19.00 - 21.00 Dinner

21.00 - 22.00 Special Interest Session
Delegates are encouraged to nominate topics of particular interest to be addressed in this session.

DAY 3

08.00 - 09.00 Breakfast

09.00 - 10.30
W-CDMA PHY AND MAC (1)

Code domain properties, merits/demerits of the OVSF code structure, spreading gain and scrambling, multiple codes per user, peak to average ratios, inner and outer loop power control, power control overheads and overall system gain limitations implicit in power control implementation, uplink and downlink slot and frame structure, transmission time intervals and related static and dynamic rate matching options, merits/demerits of 10 millisecond (frame by frame) admission control, composite signals and code spurs, typical EVM figures for adjacent code allocations, symbol EVM comparisons, code generation and matched filtering, typical processor overheads and MAC/PHY efficiency, comparison of present PHY and MAC performance with HSDPA PHY and MAC performance, flexible PHY/flexible MAC performance trade offs.

10.30 - 11.00 Coffee

11.00 - 12.30
W-CDMA PHY AND MAC (2)

Time domain properties, turbo coding and RAKE receiver design, typical delay spreads, jitter issues for higher bit rate applications, typical loads for uplink/downlink symbol rate processing, possible longer term integration with OFDM PHY (higher data rate PHY and MAC performance optimisation.

Frequency domain properties, 850 ,900, 1800, 1900 and 1900/2100 band handsets, possible future band plans,channel rasters, possible integration with DVB-H 5 MHz channel configurations

12.30 - 13.30 Lunch

13.30 - 15.00
CDMA 2000 PHY AND MAC

Code domain (Walsh code), time domain and frequency domain structure of CDMA2000, processing and implementation commonalities with W-CDMA, 3GPP1/3GPP2 work items including 1X Release 0 and Release 1, 1x EV-DO and 1X EV-DV(CDMA2000 Release C and Phase 2 data and voice), FDD/TDD system options including TD-SCDMA, other PHY and MAC options including WiFi wide area and wide area/ local area/personal area PHY and MAC integration.

15.00 - 15.30 Tea

15.30 - 17.00
EDGE/HSDPA/W-CDMA/CDMA2000 Handset, Base Station and Network Form Factor

Impact of dual transfer mode EDGE and HSDPA on handset and base station hardware and software form factor and functionality. Radio hardware design implications ,code footprints, memory and processor requirements, typical power budgets for hand held devices, typical power budgets for base station/node B platforms, size and weight constraints, future performance expectations.

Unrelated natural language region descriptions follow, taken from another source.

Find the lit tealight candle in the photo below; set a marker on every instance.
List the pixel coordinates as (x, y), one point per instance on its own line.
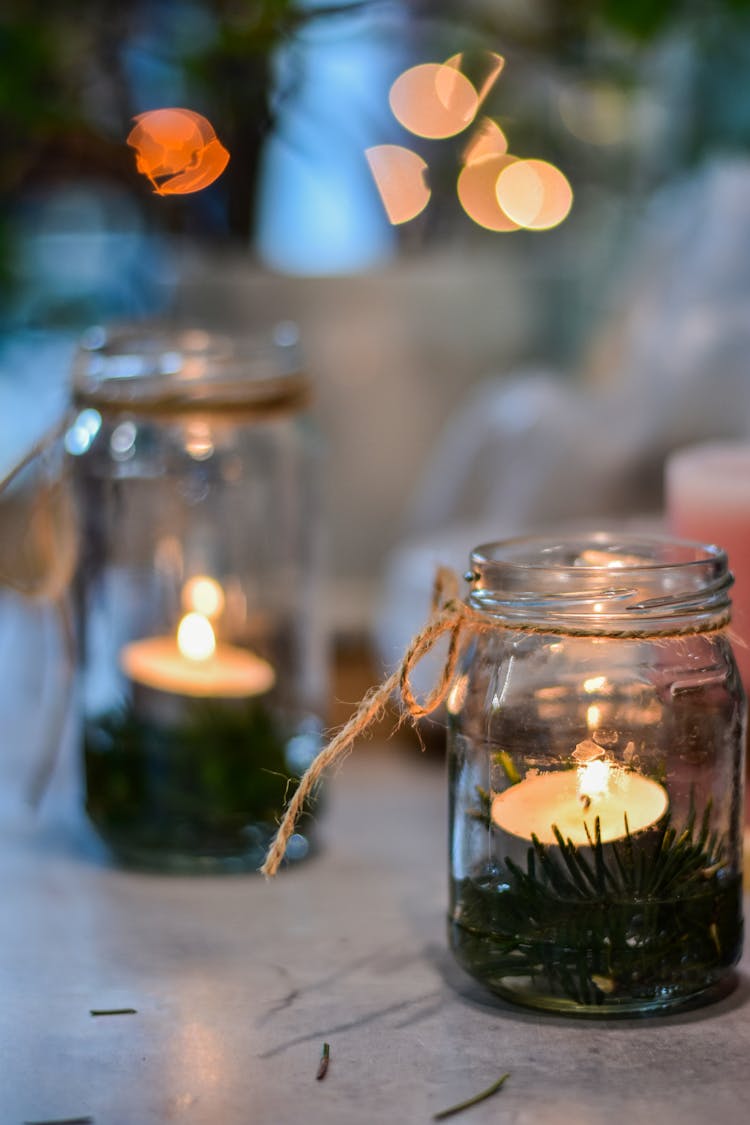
(192, 664)
(572, 799)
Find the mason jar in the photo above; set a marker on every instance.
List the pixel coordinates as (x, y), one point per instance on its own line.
(596, 775)
(201, 657)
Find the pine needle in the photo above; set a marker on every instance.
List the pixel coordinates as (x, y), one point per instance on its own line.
(471, 1101)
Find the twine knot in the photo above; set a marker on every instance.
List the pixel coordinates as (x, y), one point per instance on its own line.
(448, 615)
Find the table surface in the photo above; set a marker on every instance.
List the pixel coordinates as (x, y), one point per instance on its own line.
(237, 982)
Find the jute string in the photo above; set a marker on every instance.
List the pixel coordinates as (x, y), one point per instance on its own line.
(449, 614)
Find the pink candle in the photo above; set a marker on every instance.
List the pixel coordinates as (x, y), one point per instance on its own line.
(707, 495)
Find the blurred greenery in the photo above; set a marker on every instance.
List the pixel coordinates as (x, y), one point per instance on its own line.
(74, 72)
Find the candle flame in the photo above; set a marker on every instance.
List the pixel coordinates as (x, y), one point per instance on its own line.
(204, 595)
(594, 779)
(195, 637)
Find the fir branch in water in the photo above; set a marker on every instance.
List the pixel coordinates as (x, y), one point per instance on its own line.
(471, 1101)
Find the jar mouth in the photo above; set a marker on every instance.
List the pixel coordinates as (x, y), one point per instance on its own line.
(155, 368)
(603, 583)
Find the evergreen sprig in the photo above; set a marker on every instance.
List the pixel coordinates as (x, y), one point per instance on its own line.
(639, 920)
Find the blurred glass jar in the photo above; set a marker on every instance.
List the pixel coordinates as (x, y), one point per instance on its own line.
(596, 743)
(201, 657)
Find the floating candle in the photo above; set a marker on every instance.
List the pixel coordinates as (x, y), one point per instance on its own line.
(572, 799)
(193, 664)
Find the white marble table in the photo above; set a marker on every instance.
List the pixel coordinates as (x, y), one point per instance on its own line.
(237, 983)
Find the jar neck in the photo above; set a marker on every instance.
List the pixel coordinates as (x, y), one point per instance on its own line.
(603, 584)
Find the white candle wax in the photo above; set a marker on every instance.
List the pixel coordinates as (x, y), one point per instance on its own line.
(572, 800)
(707, 496)
(192, 664)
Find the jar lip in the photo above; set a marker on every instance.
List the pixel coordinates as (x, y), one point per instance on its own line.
(603, 583)
(589, 550)
(157, 368)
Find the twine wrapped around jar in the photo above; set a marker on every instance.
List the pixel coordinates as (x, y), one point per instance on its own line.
(449, 615)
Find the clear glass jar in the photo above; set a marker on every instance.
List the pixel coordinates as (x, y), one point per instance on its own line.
(596, 775)
(201, 657)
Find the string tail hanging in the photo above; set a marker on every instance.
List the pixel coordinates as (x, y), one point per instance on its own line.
(448, 617)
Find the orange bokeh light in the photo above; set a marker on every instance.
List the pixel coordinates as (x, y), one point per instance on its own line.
(399, 176)
(477, 195)
(433, 100)
(534, 194)
(177, 150)
(488, 141)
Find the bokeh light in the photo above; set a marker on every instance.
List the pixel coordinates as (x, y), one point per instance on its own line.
(433, 100)
(534, 194)
(485, 68)
(478, 196)
(195, 637)
(488, 140)
(177, 150)
(399, 176)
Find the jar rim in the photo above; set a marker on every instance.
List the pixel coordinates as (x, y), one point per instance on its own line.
(603, 583)
(157, 368)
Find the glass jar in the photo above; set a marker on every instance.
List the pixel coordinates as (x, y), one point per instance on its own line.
(201, 658)
(596, 775)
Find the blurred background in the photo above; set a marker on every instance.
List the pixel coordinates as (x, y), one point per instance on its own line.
(471, 383)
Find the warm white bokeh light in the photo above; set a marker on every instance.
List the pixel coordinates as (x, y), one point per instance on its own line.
(491, 65)
(477, 195)
(195, 637)
(534, 194)
(433, 100)
(399, 177)
(488, 140)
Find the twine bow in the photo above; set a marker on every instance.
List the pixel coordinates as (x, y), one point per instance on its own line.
(448, 615)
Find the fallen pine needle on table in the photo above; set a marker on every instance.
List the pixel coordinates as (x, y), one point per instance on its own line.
(323, 1065)
(471, 1101)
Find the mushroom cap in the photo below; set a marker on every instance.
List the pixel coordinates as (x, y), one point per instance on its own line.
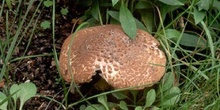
(124, 62)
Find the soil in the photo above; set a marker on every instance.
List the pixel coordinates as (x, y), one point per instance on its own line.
(42, 70)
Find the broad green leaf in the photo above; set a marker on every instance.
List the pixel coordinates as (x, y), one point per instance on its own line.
(192, 40)
(123, 105)
(8, 3)
(204, 4)
(216, 4)
(114, 14)
(198, 15)
(16, 91)
(148, 19)
(127, 21)
(140, 25)
(171, 96)
(114, 2)
(172, 34)
(48, 3)
(27, 90)
(5, 104)
(45, 24)
(151, 96)
(64, 11)
(103, 100)
(171, 2)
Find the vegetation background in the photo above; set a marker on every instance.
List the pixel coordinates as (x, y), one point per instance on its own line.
(32, 32)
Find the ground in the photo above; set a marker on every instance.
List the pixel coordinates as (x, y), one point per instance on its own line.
(41, 70)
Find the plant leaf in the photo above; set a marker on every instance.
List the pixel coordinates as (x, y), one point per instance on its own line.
(64, 11)
(171, 2)
(8, 3)
(103, 100)
(48, 3)
(5, 104)
(119, 95)
(114, 14)
(138, 108)
(27, 90)
(171, 96)
(192, 40)
(45, 24)
(151, 96)
(204, 4)
(16, 91)
(127, 21)
(123, 105)
(114, 2)
(198, 15)
(169, 81)
(95, 107)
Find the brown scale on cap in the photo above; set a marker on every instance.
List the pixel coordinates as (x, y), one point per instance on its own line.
(123, 62)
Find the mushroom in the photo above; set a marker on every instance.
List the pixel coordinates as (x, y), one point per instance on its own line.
(123, 62)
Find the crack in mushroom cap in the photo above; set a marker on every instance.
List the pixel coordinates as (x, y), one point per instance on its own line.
(124, 62)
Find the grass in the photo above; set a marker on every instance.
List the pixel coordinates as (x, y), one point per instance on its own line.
(189, 36)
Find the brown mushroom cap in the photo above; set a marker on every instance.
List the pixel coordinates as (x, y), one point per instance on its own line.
(123, 62)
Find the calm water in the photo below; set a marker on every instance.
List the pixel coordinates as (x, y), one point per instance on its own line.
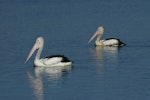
(97, 73)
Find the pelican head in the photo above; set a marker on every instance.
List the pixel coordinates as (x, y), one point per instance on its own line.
(38, 45)
(99, 32)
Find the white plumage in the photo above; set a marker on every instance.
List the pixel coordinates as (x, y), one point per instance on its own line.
(107, 42)
(50, 61)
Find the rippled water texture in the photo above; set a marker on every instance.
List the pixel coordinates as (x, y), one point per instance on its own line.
(107, 73)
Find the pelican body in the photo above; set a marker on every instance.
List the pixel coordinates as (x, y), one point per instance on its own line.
(49, 61)
(106, 42)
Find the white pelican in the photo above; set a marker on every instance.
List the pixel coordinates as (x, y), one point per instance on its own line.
(106, 42)
(49, 61)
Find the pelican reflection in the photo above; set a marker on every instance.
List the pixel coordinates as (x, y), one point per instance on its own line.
(103, 56)
(36, 80)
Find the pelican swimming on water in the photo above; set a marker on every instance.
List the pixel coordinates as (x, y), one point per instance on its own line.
(106, 42)
(49, 61)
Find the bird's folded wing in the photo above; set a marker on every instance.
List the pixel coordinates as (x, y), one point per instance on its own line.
(52, 61)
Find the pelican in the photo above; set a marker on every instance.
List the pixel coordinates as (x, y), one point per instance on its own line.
(107, 42)
(49, 61)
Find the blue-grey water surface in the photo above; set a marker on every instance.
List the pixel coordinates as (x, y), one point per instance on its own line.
(107, 73)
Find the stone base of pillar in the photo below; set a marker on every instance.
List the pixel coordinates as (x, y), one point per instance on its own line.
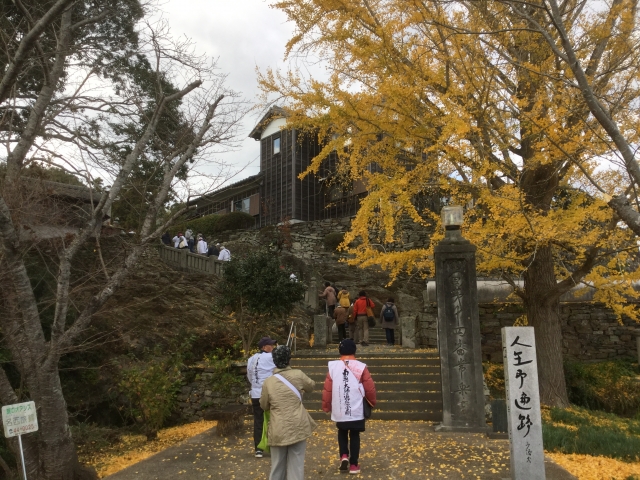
(320, 331)
(408, 331)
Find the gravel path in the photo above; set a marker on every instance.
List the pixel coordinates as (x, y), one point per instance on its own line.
(390, 450)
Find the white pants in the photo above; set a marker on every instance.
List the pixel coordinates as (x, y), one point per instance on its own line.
(287, 463)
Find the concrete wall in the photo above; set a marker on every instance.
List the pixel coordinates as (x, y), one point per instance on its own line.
(197, 394)
(590, 330)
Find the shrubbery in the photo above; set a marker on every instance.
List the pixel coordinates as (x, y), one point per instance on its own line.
(224, 379)
(608, 386)
(577, 430)
(150, 386)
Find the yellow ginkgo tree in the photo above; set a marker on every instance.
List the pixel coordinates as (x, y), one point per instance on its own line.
(482, 103)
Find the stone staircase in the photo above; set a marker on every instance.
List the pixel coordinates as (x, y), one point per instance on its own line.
(407, 383)
(376, 336)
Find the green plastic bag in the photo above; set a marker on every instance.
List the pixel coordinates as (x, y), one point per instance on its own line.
(264, 442)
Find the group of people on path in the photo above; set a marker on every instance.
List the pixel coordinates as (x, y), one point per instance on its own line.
(196, 245)
(278, 389)
(357, 316)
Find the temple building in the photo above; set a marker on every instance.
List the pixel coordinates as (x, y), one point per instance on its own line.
(277, 194)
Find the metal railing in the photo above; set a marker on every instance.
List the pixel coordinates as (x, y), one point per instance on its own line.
(183, 259)
(292, 339)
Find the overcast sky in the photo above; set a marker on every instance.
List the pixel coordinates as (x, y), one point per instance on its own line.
(243, 34)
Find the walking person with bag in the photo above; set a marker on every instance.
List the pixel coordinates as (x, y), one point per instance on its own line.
(289, 424)
(340, 314)
(348, 394)
(389, 320)
(259, 367)
(362, 311)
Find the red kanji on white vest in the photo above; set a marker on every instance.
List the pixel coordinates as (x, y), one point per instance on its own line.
(348, 393)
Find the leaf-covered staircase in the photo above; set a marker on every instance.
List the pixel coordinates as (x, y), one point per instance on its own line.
(407, 382)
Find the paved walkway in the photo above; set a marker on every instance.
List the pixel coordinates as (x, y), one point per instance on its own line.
(390, 450)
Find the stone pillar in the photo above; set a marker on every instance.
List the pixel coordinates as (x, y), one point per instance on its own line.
(183, 258)
(459, 335)
(313, 293)
(320, 330)
(408, 331)
(523, 403)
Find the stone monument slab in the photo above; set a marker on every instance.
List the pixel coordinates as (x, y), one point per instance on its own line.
(523, 403)
(463, 408)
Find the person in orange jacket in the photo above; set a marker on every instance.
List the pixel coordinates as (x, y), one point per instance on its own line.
(347, 386)
(360, 315)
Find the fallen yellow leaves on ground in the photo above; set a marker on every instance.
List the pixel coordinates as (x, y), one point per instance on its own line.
(134, 448)
(587, 467)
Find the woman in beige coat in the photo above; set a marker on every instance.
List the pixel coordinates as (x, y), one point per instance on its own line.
(290, 424)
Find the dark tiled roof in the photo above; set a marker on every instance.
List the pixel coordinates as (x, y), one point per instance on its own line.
(245, 183)
(276, 112)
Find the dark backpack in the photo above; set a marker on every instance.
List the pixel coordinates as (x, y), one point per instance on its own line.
(388, 314)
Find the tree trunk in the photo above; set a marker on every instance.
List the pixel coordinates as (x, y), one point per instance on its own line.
(56, 451)
(543, 314)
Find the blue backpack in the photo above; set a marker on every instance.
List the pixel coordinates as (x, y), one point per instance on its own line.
(388, 314)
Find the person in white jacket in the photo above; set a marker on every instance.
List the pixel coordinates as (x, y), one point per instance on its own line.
(202, 246)
(259, 367)
(225, 255)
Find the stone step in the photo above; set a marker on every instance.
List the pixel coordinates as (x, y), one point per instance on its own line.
(388, 396)
(377, 370)
(384, 405)
(389, 415)
(395, 378)
(301, 362)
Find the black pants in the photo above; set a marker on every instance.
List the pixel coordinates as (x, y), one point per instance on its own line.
(349, 443)
(258, 421)
(342, 332)
(390, 336)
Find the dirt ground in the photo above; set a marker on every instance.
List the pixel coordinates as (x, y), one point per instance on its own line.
(390, 450)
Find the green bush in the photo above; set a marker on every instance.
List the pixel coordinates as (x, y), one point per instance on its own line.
(608, 386)
(224, 379)
(576, 430)
(151, 389)
(333, 240)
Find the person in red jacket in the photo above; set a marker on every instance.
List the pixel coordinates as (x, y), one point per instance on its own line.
(347, 386)
(360, 314)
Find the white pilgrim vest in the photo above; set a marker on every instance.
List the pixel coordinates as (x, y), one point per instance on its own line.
(348, 393)
(259, 368)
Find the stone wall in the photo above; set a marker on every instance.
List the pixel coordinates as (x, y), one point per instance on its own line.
(197, 394)
(590, 331)
(307, 238)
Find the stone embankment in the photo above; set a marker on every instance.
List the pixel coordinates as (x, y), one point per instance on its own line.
(199, 393)
(590, 330)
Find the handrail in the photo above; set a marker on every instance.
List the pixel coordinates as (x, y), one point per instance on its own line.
(293, 337)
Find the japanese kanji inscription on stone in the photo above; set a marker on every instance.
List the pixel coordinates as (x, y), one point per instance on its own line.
(523, 403)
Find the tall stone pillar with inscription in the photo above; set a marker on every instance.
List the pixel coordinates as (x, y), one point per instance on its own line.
(458, 329)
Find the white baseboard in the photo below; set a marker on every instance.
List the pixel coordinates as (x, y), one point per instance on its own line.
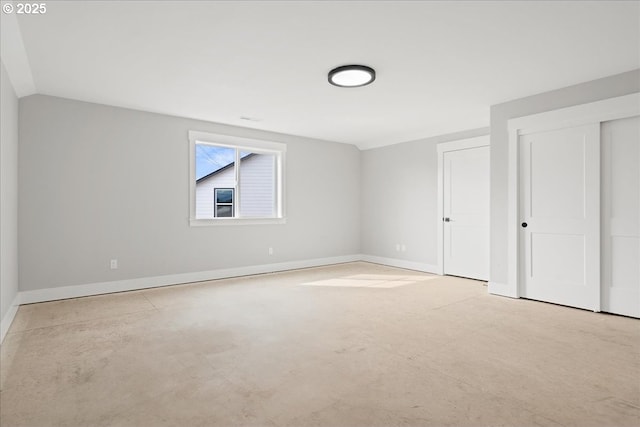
(6, 321)
(400, 263)
(502, 289)
(65, 292)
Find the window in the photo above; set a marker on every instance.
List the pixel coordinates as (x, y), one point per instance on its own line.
(235, 180)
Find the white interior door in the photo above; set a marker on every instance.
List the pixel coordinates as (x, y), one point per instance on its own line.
(466, 213)
(560, 216)
(621, 216)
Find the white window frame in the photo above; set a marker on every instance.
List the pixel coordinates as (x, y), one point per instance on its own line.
(277, 149)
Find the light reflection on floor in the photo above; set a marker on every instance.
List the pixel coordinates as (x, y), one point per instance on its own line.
(371, 281)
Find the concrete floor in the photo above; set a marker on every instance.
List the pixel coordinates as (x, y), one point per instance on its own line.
(348, 345)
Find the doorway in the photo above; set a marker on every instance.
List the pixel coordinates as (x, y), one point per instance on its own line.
(463, 248)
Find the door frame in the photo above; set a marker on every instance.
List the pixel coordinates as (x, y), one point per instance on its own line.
(444, 147)
(595, 112)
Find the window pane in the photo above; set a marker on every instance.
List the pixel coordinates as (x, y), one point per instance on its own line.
(215, 168)
(224, 211)
(224, 195)
(257, 186)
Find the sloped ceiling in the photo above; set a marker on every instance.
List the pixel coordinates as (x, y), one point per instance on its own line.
(440, 65)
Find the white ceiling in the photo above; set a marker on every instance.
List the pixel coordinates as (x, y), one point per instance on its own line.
(440, 65)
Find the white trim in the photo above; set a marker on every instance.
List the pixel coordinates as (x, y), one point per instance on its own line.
(5, 324)
(99, 288)
(463, 144)
(14, 56)
(501, 289)
(235, 221)
(594, 112)
(400, 263)
(65, 292)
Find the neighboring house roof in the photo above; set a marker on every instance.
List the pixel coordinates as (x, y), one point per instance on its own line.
(230, 165)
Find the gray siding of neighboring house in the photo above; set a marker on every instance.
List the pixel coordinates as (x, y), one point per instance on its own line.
(257, 188)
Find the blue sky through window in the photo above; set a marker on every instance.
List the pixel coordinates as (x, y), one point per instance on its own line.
(210, 158)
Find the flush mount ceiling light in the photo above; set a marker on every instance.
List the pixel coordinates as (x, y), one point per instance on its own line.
(352, 76)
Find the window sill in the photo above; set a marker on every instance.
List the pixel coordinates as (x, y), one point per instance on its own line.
(235, 221)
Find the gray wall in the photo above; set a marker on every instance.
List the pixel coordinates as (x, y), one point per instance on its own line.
(609, 87)
(8, 194)
(99, 182)
(399, 198)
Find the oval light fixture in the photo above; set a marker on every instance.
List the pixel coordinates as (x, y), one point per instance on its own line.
(352, 76)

Intersystem handover, RRC measurement reports and RANAP commands, local areas, routing areas and UTRAN routing areas, (URA's). PTMSI and URA identity tracking, update requests, protocol context requests, signalling flows, user plane and control plane configuration, UE behaviour mapping and feature mismatch detection, frame structures and intermeasurement protocols, handover stability and related power budget issues.